TLDR
- Cryptocurrency exchange Kraken introduced a Bitcoin Vault that delivers annual returns of up to 2.5% on BTC holdings
- Built with DeFi infrastructure partner Veda, the vault channels user deposits through lending platforms including Aave, Morpho, and Tydro
- The product generated $30 million in deposits across 4,000 individual wallets during its first 10 hours
- Depositors maintain full control of their assets through a non-custodial structure, with withdrawal periods of approximately five days
- Since January, Kraken’s existing stablecoin vault offerings have accumulated more than $245 million in total deposits
Cryptocurrency exchange Kraken has introduced a new offering that enables Bitcoin holders to generate 2.5% annual returns on their digital assets while remaining on the platform, eliminating the need to navigate decentralized finance protocols directly.
Dubbed Bitcoin Vault, this addition to Kraken’s Earn suite was developed through collaboration with Veda, a specialized provider of crypto yield infrastructure.
The rollout addresses growing appetite among Bitcoin investors for yield-generating opportunities. Unlike networks such as Ethereum or Solana, Bitcoin lacks native mechanisms that allow holders to earn passive income on their holdings.
Bitcoin Vault Operational Mechanics
When participants deposit Bitcoin into the vault system, their holdings are transformed into Kraken Wrapped Bitcoin (kBTC), a synthetic asset that mirrors Bitcoin’s market value.

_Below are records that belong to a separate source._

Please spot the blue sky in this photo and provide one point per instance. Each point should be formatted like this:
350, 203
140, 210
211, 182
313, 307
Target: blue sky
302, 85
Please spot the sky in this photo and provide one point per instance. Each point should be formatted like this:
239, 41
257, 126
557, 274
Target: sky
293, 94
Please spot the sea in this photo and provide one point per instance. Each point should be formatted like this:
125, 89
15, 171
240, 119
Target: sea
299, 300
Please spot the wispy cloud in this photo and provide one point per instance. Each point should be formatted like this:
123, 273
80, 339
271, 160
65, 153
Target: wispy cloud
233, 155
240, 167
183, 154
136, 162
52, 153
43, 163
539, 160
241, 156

Sentora, a digital asset platform, subsequently allocates this kBTC across multiple DeFi lending ecosystems, including Aave, Morpho, and Tydro. Interest payments from borrowers utilizing these platforms generate the returns distributed to vault participants.
According to Kraken, the vault operates on a non-custodial basis, ensuring that depositors alone retain authority over their funds and withdrawal capabilities.

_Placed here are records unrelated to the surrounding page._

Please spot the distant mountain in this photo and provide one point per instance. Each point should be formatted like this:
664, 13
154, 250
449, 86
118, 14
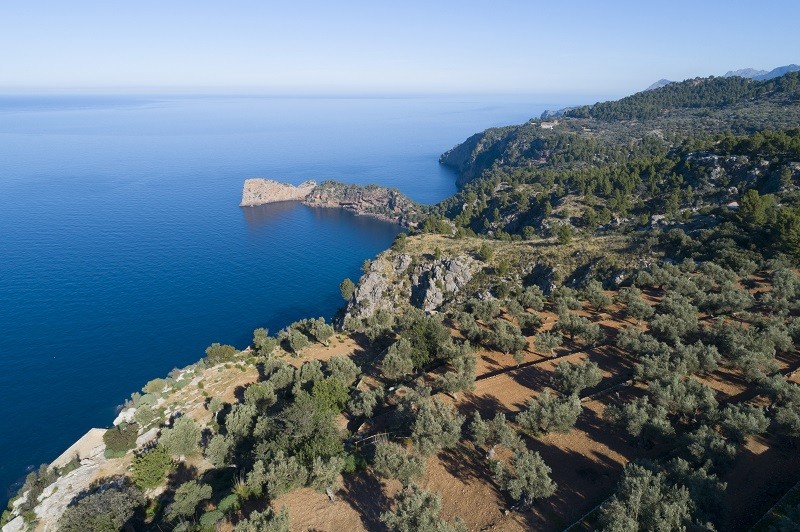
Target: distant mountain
778, 72
750, 73
658, 84
745, 73
762, 75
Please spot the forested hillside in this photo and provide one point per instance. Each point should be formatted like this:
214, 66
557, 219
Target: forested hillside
599, 330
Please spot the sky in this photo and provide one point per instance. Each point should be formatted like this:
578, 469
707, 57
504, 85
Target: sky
379, 47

The withdrawal process requires roughly five days for completion. Service providers collect a 25% performance-based fee on generated returns.
Veda reported that deposit volume exceeded $30 million in Bitcoin from 4,000 distinct wallets during the product’s initial 10-hour period.
Kraken’s Expanding Yield Strategy
Kraken Director of Product John Zettler explained that the vault targets Bitcoin investors seeking returns on assets they intend to maintain for extended periods.
Bitcoin Vault represents one component of Kraken’s comprehensive effort to deliver simplified DeFi yield mechanisms to its customer base. The platform unveiled its DeFi Earn program earlier this year, encompassing staking options, an automated earning feature, and multiple vault products.
In January, Kraken introduced three stablecoin-focused yield products that have collectively accumulated approximately $245 million in deposits while producing over $2.2 million in returns for participants.
The USDC Vaults offering alone has captured nearly $250 million through what Kraken characterizes as organic adoption, achieved without promotional incentives.
Bitcoin Vault extends this successful framework to BTC, addressing the historically limited selection of passive income strategies available to Bitcoin holders compared with other prominent cryptocurrencies.
Veda emphasized that the product eliminates technical barriers associated with Bitcoin wrapping procedures, cross-platform asset transfers, and cryptocurrency wallet management.
The Bitcoin Vault is currently accessible to qualified users on the Kraken platform.